Bounce codes provide specific information about why delivery failed. Common codes include 550 (user unknown / mailbox not found), 552 (mailbox full), 421 (service temporarily unavailable), and 451 (local error in processing). Your ESP’s bounce reports may include these codes, which help diagnose systemic issues.
The Bottom Line
Bounce management is not glamorous, but it is one of the most impactful things you can do for your email program. A clean list with low bounce rates supports strong sender reputation, reliable deliverability, and accurate performance metrics. Invest in validation at the point of collection, maintain strict list hygiene, and treat every hard bounce as a data point that makes your next campaign stronger.
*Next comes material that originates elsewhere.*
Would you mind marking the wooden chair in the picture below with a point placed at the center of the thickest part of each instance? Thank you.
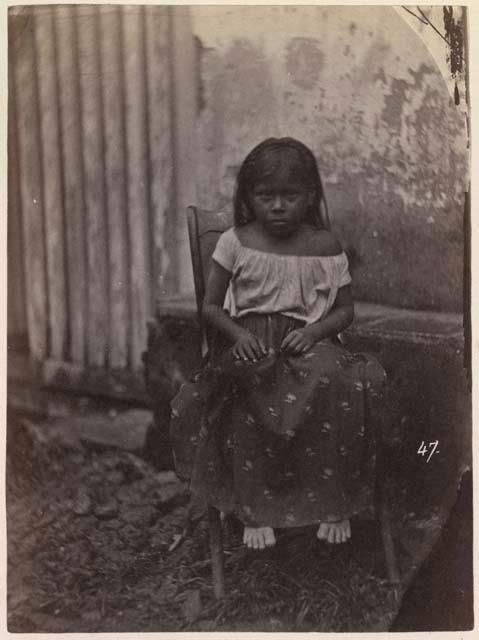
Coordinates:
(204, 228)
Frequently Asked Questions
What is a good email bounce rate?
A healthy overall bounce rate is below 2%. Hard bounces specifically should stay below 0.5%. If your hard bounce rate exceeds 2%, you likely have list quality issues — purchased contacts, outdated addresses, or insufficient validation at the point of collection. Most ESPs will suspend accounts with consistently high bounce rates.
Do bounced emails hurt my sender reputation?
Yes, particularly hard bounces. High hard bounce rates signal to inbox providers that you are sending to poorly maintained or purchased lists, which is a hallmark of spammers. Consistently high bounce rates will damage your domain and IP reputation, reducing deliverability for all your emails — not just the ones that bounced.
Should I remove soft bounces from my list?
Not immediately. Soft bounces are temporary, and the address may accept mail on the next attempt. Most ESPs automatically retry soft bounces 3-5 times over 24-72 hours. However, if an address soft bounces on multiple consecutive campaigns (typically 3-5 in a row), it should be treated as a hard bounce and removed.